The new development device initially has a toner density of 5%, that is, lower than the 7% appropriate for image formation, because typically toner stored in the development device at the beginning of use is not electrically charged and thus easily scatters when the developer is stirred. As the amount of toner stored in the development device increases, the toner density also increases. Therefore, the initial toner density in the new development device is purposely set low in advance, thereby reducing scattering of toner in initial stirring of the developer. Then, the toner is charged by stirring, and toner density is increased by adding more toner.
This matter of toner density and its control becomes important when it comes to attempting to recycle components of the image forming apparatus. Such recycling first requires a brief discussion of the structure of a typical image forming apparatus, which now follows.
Typically, related-art image forming apparatuses using electrophotography include a photoconductor carrying a toner image, a charger charging a surface of the photoconductor, an exposure device exposing the charged surface of the photoconductor to form an electrostatic latent image, and a development device supplying toner to the electrostatic latent image formed on the surface of the photoconductor to form a toner image thereon.
Each of the above devices has a different service life from any other. Thus, for example, the photoconductor has a shorter service life than that of the development device. Therefore, when the photoconductor reaches the end of its life, the development device and the toner density sensor can still be used in another image forming apparatus.

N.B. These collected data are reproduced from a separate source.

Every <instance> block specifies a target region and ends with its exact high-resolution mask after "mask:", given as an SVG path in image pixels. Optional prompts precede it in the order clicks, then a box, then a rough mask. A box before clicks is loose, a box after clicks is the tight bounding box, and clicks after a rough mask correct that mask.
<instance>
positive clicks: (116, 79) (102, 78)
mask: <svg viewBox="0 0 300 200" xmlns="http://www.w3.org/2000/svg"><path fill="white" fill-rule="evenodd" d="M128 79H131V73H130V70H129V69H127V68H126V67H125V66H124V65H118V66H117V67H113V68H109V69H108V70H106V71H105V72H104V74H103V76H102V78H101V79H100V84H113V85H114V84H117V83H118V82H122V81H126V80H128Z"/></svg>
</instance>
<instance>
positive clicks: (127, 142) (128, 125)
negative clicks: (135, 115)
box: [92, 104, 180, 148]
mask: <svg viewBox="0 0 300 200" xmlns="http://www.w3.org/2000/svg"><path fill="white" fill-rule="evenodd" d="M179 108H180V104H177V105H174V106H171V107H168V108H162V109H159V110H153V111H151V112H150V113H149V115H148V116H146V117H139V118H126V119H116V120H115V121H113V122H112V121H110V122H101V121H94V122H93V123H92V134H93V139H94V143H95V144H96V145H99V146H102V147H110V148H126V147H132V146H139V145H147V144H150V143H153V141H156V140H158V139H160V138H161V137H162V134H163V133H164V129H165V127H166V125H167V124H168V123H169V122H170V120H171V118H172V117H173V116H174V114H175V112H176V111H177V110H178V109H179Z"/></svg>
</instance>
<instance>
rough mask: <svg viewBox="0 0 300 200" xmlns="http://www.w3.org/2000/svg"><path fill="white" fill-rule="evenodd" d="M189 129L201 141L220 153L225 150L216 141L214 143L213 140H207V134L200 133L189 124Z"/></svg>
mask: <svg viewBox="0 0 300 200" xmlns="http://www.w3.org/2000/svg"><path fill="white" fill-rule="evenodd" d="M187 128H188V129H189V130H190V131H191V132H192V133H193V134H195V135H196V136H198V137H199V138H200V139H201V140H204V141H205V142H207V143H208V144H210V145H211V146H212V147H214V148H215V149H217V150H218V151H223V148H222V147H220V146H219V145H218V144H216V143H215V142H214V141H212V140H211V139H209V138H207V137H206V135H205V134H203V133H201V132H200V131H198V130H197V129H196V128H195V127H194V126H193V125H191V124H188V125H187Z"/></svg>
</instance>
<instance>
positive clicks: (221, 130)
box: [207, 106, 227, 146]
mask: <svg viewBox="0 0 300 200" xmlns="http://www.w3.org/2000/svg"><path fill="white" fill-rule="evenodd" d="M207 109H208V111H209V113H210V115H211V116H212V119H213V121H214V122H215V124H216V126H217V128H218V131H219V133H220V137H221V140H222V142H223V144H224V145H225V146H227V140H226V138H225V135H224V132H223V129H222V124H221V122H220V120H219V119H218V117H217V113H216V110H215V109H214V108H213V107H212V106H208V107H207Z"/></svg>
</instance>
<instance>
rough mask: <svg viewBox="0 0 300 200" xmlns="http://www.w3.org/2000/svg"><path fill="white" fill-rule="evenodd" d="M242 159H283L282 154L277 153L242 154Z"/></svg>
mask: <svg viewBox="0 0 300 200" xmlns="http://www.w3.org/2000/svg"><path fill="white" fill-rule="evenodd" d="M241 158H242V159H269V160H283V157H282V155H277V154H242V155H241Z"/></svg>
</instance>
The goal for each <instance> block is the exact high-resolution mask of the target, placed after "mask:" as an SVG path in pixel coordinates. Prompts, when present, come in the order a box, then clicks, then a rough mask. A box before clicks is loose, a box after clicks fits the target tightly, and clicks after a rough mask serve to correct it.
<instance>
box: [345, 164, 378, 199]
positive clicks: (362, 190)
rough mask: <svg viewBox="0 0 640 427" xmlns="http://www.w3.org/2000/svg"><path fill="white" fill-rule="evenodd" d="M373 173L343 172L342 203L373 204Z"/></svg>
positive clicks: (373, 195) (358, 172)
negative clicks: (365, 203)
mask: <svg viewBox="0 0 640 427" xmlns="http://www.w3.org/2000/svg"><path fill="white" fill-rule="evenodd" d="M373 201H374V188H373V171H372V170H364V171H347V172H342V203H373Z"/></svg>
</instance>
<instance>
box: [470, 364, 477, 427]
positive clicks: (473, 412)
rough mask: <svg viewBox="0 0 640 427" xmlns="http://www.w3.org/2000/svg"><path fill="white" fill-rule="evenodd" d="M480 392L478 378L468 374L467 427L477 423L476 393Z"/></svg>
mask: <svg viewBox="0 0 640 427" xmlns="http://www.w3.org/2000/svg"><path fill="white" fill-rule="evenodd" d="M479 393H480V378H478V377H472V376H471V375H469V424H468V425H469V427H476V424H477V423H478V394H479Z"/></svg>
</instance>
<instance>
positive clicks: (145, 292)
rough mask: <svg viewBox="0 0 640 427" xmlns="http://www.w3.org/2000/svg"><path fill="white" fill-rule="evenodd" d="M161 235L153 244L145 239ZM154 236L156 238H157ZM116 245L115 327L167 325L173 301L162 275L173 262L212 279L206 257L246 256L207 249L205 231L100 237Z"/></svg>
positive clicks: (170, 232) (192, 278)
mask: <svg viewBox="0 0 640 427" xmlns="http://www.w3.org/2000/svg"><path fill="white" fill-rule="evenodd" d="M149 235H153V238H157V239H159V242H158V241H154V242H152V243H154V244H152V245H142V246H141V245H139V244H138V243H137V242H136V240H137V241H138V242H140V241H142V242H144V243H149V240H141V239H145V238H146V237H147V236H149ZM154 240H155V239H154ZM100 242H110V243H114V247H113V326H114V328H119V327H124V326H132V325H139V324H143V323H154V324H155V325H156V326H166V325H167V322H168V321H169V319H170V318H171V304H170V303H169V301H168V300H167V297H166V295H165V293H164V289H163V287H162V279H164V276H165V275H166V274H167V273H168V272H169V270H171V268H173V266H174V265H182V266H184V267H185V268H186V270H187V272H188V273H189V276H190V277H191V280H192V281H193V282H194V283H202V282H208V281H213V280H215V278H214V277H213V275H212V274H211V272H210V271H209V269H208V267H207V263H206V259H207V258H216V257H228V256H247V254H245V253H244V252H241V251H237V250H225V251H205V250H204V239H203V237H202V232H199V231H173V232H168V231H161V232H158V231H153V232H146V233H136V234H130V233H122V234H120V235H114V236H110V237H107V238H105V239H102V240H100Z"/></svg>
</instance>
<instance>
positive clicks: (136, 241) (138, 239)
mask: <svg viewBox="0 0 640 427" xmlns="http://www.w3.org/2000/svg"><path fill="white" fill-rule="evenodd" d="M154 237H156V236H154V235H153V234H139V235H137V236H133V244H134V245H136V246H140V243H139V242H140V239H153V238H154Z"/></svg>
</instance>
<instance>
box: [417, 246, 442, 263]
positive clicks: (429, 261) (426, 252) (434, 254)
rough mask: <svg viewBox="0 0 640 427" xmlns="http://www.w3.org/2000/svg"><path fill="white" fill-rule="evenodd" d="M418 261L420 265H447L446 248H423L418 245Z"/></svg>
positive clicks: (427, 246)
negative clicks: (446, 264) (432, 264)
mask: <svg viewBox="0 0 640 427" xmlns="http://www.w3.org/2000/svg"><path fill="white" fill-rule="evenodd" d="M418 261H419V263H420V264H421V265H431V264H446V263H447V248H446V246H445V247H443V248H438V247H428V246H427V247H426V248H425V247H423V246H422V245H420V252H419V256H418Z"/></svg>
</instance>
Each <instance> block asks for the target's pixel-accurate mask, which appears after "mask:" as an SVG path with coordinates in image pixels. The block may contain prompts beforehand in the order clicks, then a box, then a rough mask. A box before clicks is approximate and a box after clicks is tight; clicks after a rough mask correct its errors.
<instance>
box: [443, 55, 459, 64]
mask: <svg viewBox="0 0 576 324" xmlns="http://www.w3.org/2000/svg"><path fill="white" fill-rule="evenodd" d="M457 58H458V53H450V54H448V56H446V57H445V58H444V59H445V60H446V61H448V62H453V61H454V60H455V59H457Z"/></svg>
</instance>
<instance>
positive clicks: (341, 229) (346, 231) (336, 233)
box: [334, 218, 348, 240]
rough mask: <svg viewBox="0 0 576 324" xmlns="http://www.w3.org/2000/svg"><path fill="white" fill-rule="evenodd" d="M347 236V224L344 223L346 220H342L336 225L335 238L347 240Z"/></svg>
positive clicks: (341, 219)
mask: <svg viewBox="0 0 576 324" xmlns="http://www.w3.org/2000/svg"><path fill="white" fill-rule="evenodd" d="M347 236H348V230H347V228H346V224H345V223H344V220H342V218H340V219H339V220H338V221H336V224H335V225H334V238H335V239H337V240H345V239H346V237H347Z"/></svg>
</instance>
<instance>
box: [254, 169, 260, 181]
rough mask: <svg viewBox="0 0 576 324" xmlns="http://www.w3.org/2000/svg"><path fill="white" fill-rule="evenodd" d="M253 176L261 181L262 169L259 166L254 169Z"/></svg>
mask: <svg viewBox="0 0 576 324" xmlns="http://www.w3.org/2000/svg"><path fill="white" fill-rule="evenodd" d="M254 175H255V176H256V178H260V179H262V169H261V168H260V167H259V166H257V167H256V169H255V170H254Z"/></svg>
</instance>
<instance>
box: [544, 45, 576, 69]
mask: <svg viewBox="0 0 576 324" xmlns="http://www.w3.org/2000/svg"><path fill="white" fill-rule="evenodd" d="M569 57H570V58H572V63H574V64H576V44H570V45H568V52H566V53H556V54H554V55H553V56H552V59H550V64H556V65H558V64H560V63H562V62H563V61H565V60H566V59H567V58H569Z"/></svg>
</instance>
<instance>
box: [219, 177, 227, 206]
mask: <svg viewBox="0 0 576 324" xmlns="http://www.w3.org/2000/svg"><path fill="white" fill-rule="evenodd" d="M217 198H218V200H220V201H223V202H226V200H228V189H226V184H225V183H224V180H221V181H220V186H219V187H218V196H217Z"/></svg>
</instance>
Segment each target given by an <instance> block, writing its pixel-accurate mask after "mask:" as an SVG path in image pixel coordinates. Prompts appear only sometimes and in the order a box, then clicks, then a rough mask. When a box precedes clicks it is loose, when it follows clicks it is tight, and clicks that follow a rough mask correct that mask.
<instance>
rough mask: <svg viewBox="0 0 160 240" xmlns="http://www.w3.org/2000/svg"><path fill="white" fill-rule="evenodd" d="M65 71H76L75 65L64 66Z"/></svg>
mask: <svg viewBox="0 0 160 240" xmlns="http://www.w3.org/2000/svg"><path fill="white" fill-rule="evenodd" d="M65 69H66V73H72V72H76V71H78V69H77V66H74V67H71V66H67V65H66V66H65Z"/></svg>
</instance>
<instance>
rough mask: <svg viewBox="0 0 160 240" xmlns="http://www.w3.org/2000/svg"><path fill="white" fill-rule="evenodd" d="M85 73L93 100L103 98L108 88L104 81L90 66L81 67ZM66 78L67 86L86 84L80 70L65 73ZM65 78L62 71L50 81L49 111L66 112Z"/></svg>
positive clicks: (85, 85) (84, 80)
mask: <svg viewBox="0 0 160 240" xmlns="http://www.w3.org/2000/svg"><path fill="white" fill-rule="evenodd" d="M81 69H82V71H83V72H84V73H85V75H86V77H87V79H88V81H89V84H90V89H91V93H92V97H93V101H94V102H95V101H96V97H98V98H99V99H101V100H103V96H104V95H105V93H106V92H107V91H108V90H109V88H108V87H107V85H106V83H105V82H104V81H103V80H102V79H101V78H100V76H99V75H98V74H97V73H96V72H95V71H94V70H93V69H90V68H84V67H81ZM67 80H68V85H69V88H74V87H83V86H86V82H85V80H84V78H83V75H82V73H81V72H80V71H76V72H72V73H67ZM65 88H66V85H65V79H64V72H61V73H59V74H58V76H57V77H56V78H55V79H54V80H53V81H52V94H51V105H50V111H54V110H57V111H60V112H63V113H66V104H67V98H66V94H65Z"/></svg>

However, as any given image forming apparatus has a process linear velocity different from that of any other image forming apparatus, the calibration of the toner density sensor for one development device, that is, the adjustment of the relation between the toner density sensor and the output voltage determined at the process linear velocity of the image forming apparatus which has used the development device and the toner density sensor, cannot usually be directly applied to another image forming apparatus without some adjustment. In other words, the toner density sensor needs to be calibrated again to set the correct, predetermined relation between the toner density and the output voltage for any given development device of any given image forming apparatus.
However, in order to adjust the control voltage of the toner density sensor, the toner density in the development device needs to be precisely known. Since the development device has already been used, the toner density in the development device differs from the initial toner density (5%), and it is difficult to know an exact toner density in the development device. Therefore, when the development device and the toner density sensor are reused, the toner density sensor cannot precisely detect the toner density.
Accordingly, there is a need for a technology capable of providing a method of reusing a development device and a toner density sensor as described above.